Así que después de pasar más de un día en esas condiciones, me llevaron de nuevo al pabellón donde estaban los que me habían querido robar. Y si tú vienes a robarme, te advierto que eres mi enemigo declarado. Pero estos tíos me pidieron disculpas, me dijeron que no sabían quién era, que me conocían como El Millonario en Barcelona, porque les vaciaba la venta de drogas y dejaba a los yonquis con poco. Me cargaba hasta el último papelillo que tenía el dealer. Imagínate que siempre iba armado. Compraba a por las buenas o malas.
–¿Cómo empezaste a robar?
–Por la cantidad de drogas que consumía. Me llegué a inyectar 12 gramos de cocaína y otros tantos de heroína por vena. Comencé robándole pequeñas cantidades de dinero a mi padre. Me acuerdo de que había salido el billete de 5000 pesetas, le sacaba uno todos los días y esperaba la reacción, pero él no me demostraba nada. No teníamos una buena relación. Y es de comprenderlo porque no era un joven fácil. Fui rockero y drogadicto. Por esos primeros años, a los 13 o 14, conocí a “Loquillo”, el cantante José María Saenz Beltrán, que incluso pasaba los veranos con nosotros. Éramos fanáticos de los Rolling Stones, de Lou Reed, de todas las bandas británicas y norteamericanas. España vivía una agitación política y cultural impresionante que creció después de la muerte de Franco en 1975. Esa fue mi juventud de estados alterados, muchos atracos, drogas, amigos y putas. Con el correr del tiempo tomamos caminos distintos con Loquillo, él se dedicó a la música y yo me hice atracador.

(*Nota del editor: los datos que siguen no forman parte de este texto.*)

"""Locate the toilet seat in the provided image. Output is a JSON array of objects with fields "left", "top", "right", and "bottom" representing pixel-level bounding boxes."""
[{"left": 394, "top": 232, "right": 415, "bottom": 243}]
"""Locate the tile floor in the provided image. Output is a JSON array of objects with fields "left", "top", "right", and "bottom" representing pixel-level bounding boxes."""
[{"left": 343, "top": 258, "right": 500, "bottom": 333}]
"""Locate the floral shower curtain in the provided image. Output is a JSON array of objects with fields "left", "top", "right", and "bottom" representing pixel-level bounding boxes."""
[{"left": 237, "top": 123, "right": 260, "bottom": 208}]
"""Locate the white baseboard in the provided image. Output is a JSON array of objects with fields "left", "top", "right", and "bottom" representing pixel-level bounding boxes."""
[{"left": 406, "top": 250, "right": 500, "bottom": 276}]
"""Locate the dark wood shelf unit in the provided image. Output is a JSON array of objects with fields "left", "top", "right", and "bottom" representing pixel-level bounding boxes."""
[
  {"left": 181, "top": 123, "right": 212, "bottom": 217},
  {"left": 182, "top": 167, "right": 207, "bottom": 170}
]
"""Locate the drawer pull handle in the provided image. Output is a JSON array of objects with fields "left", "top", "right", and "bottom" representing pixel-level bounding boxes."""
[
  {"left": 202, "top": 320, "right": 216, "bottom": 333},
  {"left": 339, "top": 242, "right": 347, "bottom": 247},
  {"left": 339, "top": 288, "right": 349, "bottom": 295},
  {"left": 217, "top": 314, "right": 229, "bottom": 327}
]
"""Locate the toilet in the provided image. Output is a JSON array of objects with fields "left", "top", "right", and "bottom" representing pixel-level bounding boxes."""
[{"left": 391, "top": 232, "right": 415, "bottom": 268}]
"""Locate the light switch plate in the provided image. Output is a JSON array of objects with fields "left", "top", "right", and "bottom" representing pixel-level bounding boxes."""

–¿Cómo fueron los primeros robos?
–Pues donde existiera el sonido de una caja registradora, allí estaba yo. Era capaz de realizar varios atracos en un solo día. Andaba en una moto Vespa y con la sola presencia me bastaba. Mi padre me echó de casa a los 15. Y para mí lo importante es la convicción, no la violencia. Los primeros objetivos, digamos, fueron farmacias y almacenes.
–¿Qué querías ser?
–Quería ser como mis ídolos musicales. Como David Bowie, los Stones, todos ellos hablaban de drogas en sus canciones, y como siempre fui un impertinente, seguí el camino más corto y sobreviví para poder contarlo. Lo quería todo y el mundo me pertenecía. Así que hice muchos méritos para estar muerto. Me gustaban el hachís, la marihuana, la heroína y la cocaína, y no pude parar más de picarme durante 35 años. “El mono”, el viaje aquel dirían ustedes aquí, me duró 35 años. Me la pasé toda una vida robando y drogándome. Llegué a realizar unos 500 atracos en mi historia de delincuente. Pero siempre respetando los códigos.
–¿Hay una moral del delito?
–Claro que sí. En mi banda éramos hermanos. No importaban las edades y los roles. ¿Sabes que lo sucede? Cuando te juegas la vida con tu amigo no hay nada que pueda romper ese lazo. Lo compartíamos todo. La comida, los robos, los autos, el dinero, la fiesta. Claro que hay códigos y son fuertes.
El Rojo tiene calor con el saco puesto. Salimos a fumar a la vereda del hotel. A Dani le fascina Buenos Aires. Pita su tabaco y piensa. “No puedo negar que soy un hombre feliz”, murmura.
–¿Y si te digo que eres feliz porque nunca dejaste de robar y esto no es un trabajo para vos?
–Lo tomo como un piropo (sonríe). Soy un atracador que se dedica a narrar. Los músicos me adoran. Messi es un encanto. ¿Qué más puedo pedir? Esta vida es preciosa, tío.